AKJ:
GoForSmoke,Thanks for the answer. But i am not trying to convert DC Power. Let's take an example: If you connect an arduino uno to Power In, to a 9 VDC Power connector (which get's scalled to 5 V) and still connects the Serial USB device, which supplies 5 V, the arduino somehow keeps the current at 5 V. I want to realise the same thing.
The somehow is a 7805 linear regulator, it's standard and it wastes power input. All > 5V is lost.
If you put in 100mA 9V you get out 100mA 5V and a Warm Heat Sink.
If you put in 100mA 12V you get out 100mA 5V and a Very Warm Heat Sink.
The Heat is the Wasted Potential turning into Kinetic energy in the voltage drop. School physics.
So when you put your must be >= 7V battery to work through this, it spends power making heat.
When you use a DC converter the loss is far less, which you can measure by Heat to know the true for what you got.
If you put 100 mA 9V through a buck converter set for 5V, you get 900 * efficiency / 5 mA 5V out.
I have cheap, < $3 DC buck converters that are rated to 3A output.

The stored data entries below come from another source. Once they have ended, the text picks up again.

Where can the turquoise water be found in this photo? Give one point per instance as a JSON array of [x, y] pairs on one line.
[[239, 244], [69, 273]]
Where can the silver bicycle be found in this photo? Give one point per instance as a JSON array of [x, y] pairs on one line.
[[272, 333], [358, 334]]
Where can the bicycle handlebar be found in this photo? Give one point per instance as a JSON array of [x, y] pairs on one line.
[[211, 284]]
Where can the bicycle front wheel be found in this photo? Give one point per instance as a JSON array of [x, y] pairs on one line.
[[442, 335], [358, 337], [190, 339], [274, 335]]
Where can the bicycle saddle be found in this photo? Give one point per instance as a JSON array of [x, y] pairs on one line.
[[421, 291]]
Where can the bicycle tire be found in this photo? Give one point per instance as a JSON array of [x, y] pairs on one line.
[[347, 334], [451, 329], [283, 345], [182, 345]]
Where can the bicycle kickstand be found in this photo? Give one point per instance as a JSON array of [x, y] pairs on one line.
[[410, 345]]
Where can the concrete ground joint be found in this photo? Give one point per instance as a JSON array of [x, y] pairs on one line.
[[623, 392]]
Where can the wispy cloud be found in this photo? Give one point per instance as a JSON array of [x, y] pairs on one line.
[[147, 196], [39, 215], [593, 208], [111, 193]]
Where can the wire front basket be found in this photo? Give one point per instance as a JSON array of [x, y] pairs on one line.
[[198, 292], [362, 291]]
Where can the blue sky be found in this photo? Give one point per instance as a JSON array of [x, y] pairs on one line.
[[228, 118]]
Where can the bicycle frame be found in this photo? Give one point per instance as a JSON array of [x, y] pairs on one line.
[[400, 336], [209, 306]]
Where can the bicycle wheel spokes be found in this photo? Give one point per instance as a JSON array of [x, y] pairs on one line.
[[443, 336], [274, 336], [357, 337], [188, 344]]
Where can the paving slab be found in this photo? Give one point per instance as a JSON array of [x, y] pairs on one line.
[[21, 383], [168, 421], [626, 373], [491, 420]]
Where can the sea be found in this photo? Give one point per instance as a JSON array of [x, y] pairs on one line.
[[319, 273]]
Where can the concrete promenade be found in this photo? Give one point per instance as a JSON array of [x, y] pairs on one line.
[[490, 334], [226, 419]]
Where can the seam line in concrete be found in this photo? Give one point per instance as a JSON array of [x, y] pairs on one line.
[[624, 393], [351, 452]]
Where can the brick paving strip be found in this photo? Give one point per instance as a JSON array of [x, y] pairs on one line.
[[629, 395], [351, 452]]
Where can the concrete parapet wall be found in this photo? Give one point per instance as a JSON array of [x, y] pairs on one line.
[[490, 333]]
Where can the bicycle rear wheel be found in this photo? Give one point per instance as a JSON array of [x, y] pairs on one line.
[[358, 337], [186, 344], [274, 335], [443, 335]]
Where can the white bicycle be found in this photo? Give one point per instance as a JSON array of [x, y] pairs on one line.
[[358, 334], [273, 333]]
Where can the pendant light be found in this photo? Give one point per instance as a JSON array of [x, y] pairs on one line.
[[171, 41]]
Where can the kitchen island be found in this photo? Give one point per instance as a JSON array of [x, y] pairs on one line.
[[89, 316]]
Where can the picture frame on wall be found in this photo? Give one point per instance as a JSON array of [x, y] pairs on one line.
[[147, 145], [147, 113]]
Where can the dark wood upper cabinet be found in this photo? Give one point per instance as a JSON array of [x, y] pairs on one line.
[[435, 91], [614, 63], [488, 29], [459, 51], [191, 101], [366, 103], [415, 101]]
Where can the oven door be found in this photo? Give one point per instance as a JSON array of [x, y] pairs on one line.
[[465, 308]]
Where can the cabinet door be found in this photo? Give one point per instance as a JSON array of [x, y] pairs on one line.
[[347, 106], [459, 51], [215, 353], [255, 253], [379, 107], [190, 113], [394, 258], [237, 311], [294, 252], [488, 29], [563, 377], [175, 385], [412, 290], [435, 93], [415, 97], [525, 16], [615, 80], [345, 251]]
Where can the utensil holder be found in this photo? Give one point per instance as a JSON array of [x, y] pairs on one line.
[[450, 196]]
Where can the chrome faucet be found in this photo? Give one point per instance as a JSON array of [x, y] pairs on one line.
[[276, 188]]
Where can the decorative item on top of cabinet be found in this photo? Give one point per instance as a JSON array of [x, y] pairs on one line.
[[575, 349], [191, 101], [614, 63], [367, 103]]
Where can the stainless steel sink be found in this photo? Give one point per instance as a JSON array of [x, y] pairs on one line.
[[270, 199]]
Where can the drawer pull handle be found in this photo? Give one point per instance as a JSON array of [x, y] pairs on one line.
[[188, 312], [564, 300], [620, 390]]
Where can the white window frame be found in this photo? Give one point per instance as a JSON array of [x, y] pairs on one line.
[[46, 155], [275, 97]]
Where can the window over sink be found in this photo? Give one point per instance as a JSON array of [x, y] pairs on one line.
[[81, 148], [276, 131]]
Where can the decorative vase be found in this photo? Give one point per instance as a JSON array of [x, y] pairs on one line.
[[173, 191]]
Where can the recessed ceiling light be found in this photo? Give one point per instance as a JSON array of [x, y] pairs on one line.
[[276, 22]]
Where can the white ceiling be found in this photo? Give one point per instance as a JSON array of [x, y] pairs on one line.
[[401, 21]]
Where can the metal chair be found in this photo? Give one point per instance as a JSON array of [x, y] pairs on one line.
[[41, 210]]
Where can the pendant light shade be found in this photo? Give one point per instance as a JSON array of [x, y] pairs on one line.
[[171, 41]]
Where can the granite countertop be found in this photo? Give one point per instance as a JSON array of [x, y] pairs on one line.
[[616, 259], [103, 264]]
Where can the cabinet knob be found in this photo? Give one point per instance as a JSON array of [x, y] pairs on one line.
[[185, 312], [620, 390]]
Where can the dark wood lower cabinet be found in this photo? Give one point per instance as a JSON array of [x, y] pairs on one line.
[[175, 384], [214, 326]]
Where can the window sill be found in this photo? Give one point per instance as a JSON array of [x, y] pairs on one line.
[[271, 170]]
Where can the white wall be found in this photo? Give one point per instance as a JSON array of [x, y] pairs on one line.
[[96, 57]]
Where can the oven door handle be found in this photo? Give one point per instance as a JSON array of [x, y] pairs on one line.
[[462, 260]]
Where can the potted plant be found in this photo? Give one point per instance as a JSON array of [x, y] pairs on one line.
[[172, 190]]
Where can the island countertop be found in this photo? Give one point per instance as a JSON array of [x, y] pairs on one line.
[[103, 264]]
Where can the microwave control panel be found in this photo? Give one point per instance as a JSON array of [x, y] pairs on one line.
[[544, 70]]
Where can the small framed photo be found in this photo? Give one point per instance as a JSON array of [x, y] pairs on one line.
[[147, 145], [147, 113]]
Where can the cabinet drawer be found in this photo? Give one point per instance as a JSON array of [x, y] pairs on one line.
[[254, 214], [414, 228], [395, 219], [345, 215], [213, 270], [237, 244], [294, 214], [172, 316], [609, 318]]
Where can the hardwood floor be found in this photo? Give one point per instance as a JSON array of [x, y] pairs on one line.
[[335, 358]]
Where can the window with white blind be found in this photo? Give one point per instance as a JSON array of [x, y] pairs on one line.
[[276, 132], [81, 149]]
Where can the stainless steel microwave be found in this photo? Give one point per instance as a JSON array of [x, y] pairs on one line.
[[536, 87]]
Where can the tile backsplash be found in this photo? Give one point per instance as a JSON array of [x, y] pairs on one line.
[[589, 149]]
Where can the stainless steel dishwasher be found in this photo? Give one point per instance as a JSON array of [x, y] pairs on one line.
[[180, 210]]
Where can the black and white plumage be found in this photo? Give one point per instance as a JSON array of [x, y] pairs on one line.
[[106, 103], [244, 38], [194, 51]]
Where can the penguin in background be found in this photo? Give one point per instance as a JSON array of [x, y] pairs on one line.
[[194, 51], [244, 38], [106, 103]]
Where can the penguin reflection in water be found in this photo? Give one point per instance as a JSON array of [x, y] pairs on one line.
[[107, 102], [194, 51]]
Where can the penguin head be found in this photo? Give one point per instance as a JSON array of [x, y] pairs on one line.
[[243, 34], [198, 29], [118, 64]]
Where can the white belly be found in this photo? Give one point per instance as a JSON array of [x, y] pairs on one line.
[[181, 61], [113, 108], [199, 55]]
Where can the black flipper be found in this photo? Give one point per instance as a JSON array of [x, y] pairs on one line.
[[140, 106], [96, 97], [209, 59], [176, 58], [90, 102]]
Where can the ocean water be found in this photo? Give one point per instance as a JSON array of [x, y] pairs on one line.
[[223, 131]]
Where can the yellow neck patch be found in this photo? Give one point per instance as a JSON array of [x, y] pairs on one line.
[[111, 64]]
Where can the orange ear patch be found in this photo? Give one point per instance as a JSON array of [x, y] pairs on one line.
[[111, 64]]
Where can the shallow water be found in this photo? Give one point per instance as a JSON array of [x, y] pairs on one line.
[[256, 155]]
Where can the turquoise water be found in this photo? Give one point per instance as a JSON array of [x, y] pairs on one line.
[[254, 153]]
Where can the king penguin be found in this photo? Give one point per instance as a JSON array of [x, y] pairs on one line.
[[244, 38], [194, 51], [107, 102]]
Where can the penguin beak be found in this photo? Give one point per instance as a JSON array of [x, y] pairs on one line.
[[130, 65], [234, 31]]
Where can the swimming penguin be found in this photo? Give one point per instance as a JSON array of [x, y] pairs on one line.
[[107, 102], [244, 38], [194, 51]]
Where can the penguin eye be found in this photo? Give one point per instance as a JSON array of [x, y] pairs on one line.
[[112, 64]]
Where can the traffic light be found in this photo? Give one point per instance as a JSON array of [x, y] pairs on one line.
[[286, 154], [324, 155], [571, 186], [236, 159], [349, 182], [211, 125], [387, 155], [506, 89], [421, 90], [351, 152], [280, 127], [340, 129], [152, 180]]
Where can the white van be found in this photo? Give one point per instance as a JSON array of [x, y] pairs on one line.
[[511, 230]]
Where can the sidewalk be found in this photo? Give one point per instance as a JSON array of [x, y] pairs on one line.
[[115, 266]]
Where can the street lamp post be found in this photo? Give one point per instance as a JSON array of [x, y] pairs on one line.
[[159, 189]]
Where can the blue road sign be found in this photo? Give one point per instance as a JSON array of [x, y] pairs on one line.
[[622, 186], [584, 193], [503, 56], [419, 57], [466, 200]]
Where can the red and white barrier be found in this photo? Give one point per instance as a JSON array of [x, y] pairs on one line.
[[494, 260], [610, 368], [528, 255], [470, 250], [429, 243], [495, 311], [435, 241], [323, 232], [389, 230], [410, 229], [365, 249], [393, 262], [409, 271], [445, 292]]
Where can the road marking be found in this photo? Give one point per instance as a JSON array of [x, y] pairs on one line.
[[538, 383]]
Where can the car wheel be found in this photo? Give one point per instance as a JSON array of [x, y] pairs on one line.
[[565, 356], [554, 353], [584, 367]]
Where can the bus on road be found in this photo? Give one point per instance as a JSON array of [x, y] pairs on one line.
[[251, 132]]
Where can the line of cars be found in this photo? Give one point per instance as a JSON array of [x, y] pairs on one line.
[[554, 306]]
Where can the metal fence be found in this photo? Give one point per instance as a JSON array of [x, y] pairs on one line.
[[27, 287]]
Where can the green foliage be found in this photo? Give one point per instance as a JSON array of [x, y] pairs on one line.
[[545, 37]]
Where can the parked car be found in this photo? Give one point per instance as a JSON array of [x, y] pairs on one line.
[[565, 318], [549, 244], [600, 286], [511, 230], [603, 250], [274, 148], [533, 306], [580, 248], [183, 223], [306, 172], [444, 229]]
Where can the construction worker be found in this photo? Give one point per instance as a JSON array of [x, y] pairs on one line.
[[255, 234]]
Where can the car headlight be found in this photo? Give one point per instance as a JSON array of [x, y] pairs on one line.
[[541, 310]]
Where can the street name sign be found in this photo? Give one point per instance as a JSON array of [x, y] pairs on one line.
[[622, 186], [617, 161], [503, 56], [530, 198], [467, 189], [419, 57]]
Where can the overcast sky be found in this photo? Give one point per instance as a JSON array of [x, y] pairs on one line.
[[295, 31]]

I wouldn't push them more than half that, rather 1A at most.
I fed the converter measured 5.5V and it gave me measured 5V back, 6V battery works for this and NOT the 7805.
I have cheap boost converters that take .9V to 5V in and put out 5V on an MP3 charger socket. For small power, 1 AAA battery can deliver 5V until it is drained to .9V. And hehehe, 4 dead AAA's in series can also deliver 5V until the total reach .9V. Think of that.
I've probably had too much time to think.